When I first started on this journey, I didn’t find one artist discussing their minimalist lifestyle. Although I haven’t seen too many artists writing about their journey, I do think that many artists can be minimalists. As an artist you may not be as extreme as only owning 100 personal items, but you can pare down so that you are able to focus more on creating versus unnecessary clutter.
As an artist, I need to have color and art around me as they influence my mood and keep me motivated to create more art. My minimalism has nothing to do with living in a home only decorated in neutrals, owning only 100 items (although that is great if you can), or having a wardrobe consisting of predominately black basics unless you want to. It does however focus on minimalism in terms of your environmental footprint, being a conscious consumer, and paring down excess possessions and clothing, minimizing the to-do list, using chemical-free beauty products, being vegetarian, and buying organic, vintage, fair trade, and handmade clothing and items when you do shop.
I believe that minimalism can actually create a clear focus for an artist. By getting rid of clutter, maximizing your money, and organizing your art supplies, you are allowing more space and time to devote to your art.
1. Give your art a home.
Decide which room in your home, or what area of that room you will use as your studio. Now decide how you would love for it to look even before you start the process of decluttering and reorganizing.
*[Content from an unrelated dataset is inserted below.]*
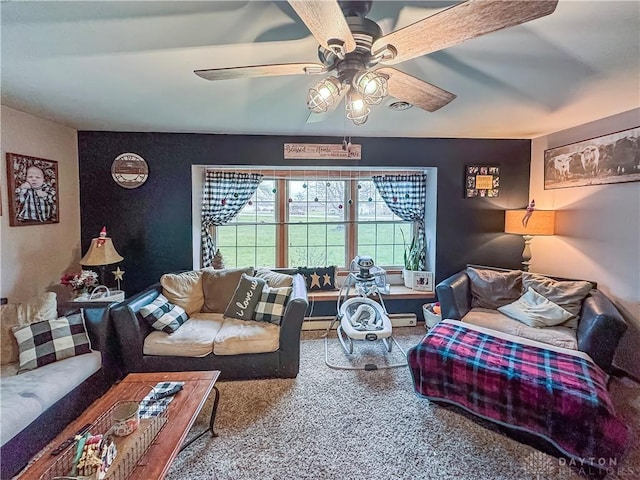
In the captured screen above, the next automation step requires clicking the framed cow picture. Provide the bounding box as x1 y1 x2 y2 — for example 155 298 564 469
544 126 640 190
2. Take out all of your supplies.
Look through everything that you own and toss what is old, broken, crusted and dried up, and no longer inspiring. Give away any supplies that you are no longer interested in and recycle and toss the rest.
3. Determine your focus.
With what you have left, decide what area of creativity you are most interested in doing. If five years ago you thought you’d be interested in scrap booking, but never started and still haven’t thought once about it, give those supplies to someone who currently is.
4. Create with what you have.
Decide at this moment you will design, paint, draw, knit, etc. with your current supplies. This forces you to be more innovative and you will most likely surprise yourself.
This is one of the most helpful tasks. You may need to buy something if you don’t already have it, but it will save so much time and energy finding the supplies that you need. Check your local thift shops for the perfect organizational tool for your supplies.
Use items that you already have such as glass jars to organize smaller arts and craft items. You can even label them with 70% recycled printed paper and cardstock, or you could use the scrapbooking paper you haven’t tossed out yet.